Step 5. Exclusion of High EMG Amplitudes
Since EMG amplitudes exceeding 500 µV have no physiological significance, these values are set to zero (ie, labelled as ‘false’) and excluded from the analysis. A quality factor is estimated and if this exceeds a given range, a warning message ‘REM episode with too high EMG amplitude’ in the final report appears. Similarly to steps 2 and 4, the REM episode is marked as an episode with technical problems and hence excluded from the RWA calculation ‘without technical problems’.
Step 6. Amplitude Threshold
Since tonic activation has a threshold of two times the EMGBG and phasic activation a threshold of four times the EMGBG, there are two separate streams of samples for further analysis. One stream (a) will pass for further analysis all those samples with amplitude exceeding two times the EMGBG, assigning these the value of 1 (meaning “true”) and the second stream (b) will assign the value of 1 to the samples with amplitude exceeding 4 times the EMGBG. The second stream will be also used for the Ikelos-RWA criteria.
Step 7. ECG Correction
In order to evaluate the intrusion of ECG in the EMG signal, we first define the samples with high ECG amplitude.
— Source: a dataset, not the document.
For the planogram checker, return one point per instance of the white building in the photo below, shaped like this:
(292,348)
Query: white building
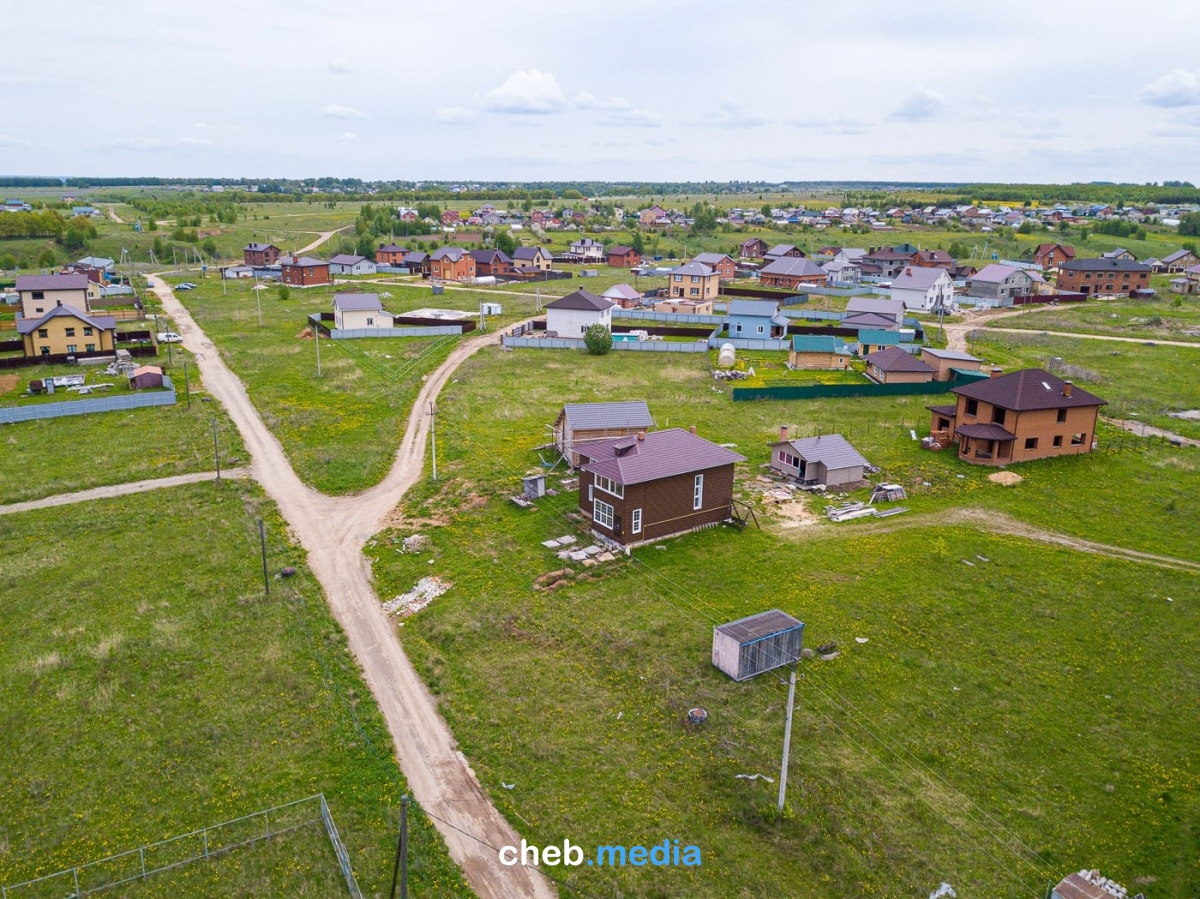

An approach similar to the EMG signal detection is followed, calculating in this step the lowest ECGBG.
The ECG correction assigns a value of zero (ie, remove from further analysis) to all those samples that simultaneously have ECG amplitude exceeding two times the lowest ECGBG and EMG amplitude exceeding two times the lowest EMGBG. Correspondingly, a warning message will appear in the final report.
Step 8. Bipolarity
Since the EMG signal is a bipolar signal, with samples having positive or negative amplitudes, the determination of EMG activity events should take this characteristic into consideration. If a sample (i) of the EMG signal has passed the threshold criterion (steps 6a and 6b) and has a polarity (p), it will pass the bipolarity criterion only if the samples next to it have passed the threshold criteria with the opposite polarity (-p). The bipolarity control thus ensures the existence of EMG activation in the positive as well as in the negative amplitude range.
Step 9. Interruption Duration
Phasic Montreal. With the phasic Montreal criteria, interruptions (of detected EMG activation) by sub-threshold activity of up to 0.2 seconds should be ignored. In this step, interruptions of less than 0.2 seconds are detected and their samples are assigned the value 1 (meaning ‘true’).
Ikelos-RWA. With the Ikelos
Step 10. Activation Duration
Phasic Montreal. With the phasic Montreal criteria the activation duration needs to be at least 0.1 seconds and at maximum 14.9 seconds In this step, activations shorter than 0.1 seconds are detected, as well as those longer than 14.9 second, and their samples are assigned the value 0 (‘false’).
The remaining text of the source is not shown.